The magic of a deep, relaxed hit comes from these factors:
- A lot of kinesthesia; Doing a technique so many times, it is as natural as putting a fork in your mouth without stabbing your tongue.
- Good proprioception; Self-awareness keen and open enough that you can sense the position and location of all of your limbs and joints, such that you can make quick, intuitive adjustments to balance out the whole body – the ability to reach for the doorknob without looking.
- Environmental awareness; Understanding the ground you stand on, your position in the room, as well as your opponent’s position in it, utilizing the space to make calculations about the opponent’s relationship to you – looking at the horizon, and not the ground.
Realistically, “internal” is not internal at all. It is largely external – your position and movement through space, your opponent’s position and movement, as well as an understanding of your center of gravity and momentum, coupled with an understanding of the opponent’s CG and momentum. That said, there is sort of an internal quality, though it should not be internally focused. Your proprioception is an instinctive understanding of the shape your body is taking, measured through all of the external forces applied. The goal is to generate an open, sort of third eye awareness of everything. To be so aware you can see the world around you, your position in it, and movement through it. Internal is just a part of you and your system, just as you are part of the environment. You can have all the internal you want, but if the external – the kinesthetic and mechanics are lacking – it won’t help you.
If you have been working a martial art for a while, you have seen it. Your instructor or a guest seminar instructor calls up their demo partner. They explain a technique, the partner performs the necessary offensive move, and the instructor performs the technique. The instructor then wants to make a fine point. The demo partner, being human, makes some minor adjustment to the offensive move, and the instructor instinctively preforms a minor variation of the technique they were trying to demonstrate. They had no choice. The energy supplied was different. Their proprioception and kinesthesia forced them to make adjustments based on the environment – not based on something internal so much as external, which demanded minor internal corrections. Nonetheless, the technique is executed smoothly and swiftly, only to be followed by a corrective explanation and a request that the demo partner deliver the proper energy for the technique they are trying to teach.

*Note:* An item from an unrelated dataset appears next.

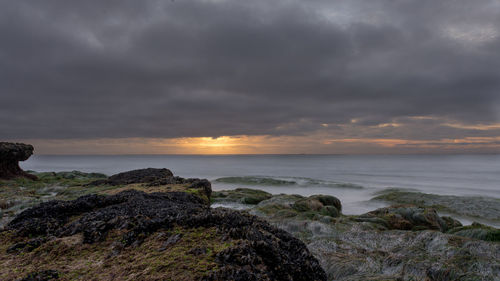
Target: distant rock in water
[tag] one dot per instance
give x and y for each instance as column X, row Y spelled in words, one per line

You have also seen this same scenario result in a rough strike or throw, completely unintentional by the instructor. The change from the instruction plan into a natural flow results in a disgruntled demo partner. The trained kinesthetic flows so naturally, the body movement so relaxed, the instructor’s momentum has nowhere to go except into the partner. This is not some internal power, some magic like Gandalf’s lightning. It is simple mechanics and kinesthetic reflexes honed to high level.
Do you suppose pro tennis players, golfers, and baseball players spend any time debating internal versus external? I have begun to think the internal is external.